Don't believe us? Time for a recap. Of course, we can't go any further before pointing to Sam Smith's show-stopping (and instantly memeable) high-shine latex look. From the label Harri, the outfit featured ballooning black trousers and a matching voluminous top with some serious power shoulders.
There was also Ashnikko, repping our alien tentacle porn fantasy in a draped, latex gown which featured prominent, flesh-like bumps down the back. The look was a custom concept by HYRDRA, a label which twists latex into sinewy, flesh-like forms which draw on everything from wombs to fantasy.
Both these outfits play with the human form in new ways, using materials traditionally associated with the othered worlds of the kink scene in order to push the wearer's body into un-human and even grotesque dimensions.

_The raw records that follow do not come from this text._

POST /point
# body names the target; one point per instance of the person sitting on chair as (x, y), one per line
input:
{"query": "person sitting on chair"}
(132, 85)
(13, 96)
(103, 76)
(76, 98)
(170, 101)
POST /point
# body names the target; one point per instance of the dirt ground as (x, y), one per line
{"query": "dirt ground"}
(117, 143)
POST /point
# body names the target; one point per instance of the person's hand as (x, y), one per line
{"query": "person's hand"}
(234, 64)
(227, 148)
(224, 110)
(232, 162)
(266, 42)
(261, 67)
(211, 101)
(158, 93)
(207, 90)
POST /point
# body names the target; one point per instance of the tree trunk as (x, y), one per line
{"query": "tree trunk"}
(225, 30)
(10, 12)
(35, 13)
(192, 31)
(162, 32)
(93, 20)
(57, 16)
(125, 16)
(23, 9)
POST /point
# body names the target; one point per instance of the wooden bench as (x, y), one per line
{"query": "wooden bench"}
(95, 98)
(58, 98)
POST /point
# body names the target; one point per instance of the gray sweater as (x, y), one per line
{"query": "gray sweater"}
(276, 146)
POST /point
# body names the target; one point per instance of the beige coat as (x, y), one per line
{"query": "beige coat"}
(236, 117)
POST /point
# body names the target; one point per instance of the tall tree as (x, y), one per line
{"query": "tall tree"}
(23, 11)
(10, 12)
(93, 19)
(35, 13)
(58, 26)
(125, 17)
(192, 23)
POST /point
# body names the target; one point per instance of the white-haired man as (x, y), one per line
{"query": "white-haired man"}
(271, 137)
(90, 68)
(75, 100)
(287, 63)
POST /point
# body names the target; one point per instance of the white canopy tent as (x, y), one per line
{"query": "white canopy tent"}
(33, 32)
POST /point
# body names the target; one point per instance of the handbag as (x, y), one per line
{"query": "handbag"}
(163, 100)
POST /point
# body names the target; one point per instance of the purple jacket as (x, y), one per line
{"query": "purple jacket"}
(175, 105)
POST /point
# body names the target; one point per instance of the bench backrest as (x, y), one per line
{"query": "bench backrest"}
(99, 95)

In the case of both Sam Smith and Ashnikko, artists who have been outspoken about their queer identity - and have even received backlash for doing so - it feels like a powerful reclamation of otherness and proof that fashion can help us tap into commonly-held anxieties about so-called correct ways of presenting gender.
And while the spotlight was deservedly stolen by the looks which verged into mutantcore, are other fetish angels were going less fantasy and more sex club. This includes Munroe Bergdorf, who wore a skin-tight, Jessica Rabbit-style dress in black, with matching gloves. The 'fit was designed by Atsudo Kudo, a brand which IRL latex fetishists would spend their life savings on. Closing up the pack we had Iris Law in a leather buckle bra top which seriously wouldn't have looked out of place at the latest KV event.
While comparatively tame, these looks, too, are a statement. By referencing ideas of domination, control and sexuality which are recurrent in the world of BDSM, these female invitees stare down the camera lens and refuse to be merely consumed by the observer's gaze. It's what power dressing looks like in 2023.
If you want an overarching take away from all this, it's this: whether you're a latex fan or a rubberist, you can finally start wearing all the BDSM clobber you've spent a fortune on outside of the dungeon and to your latest normie party.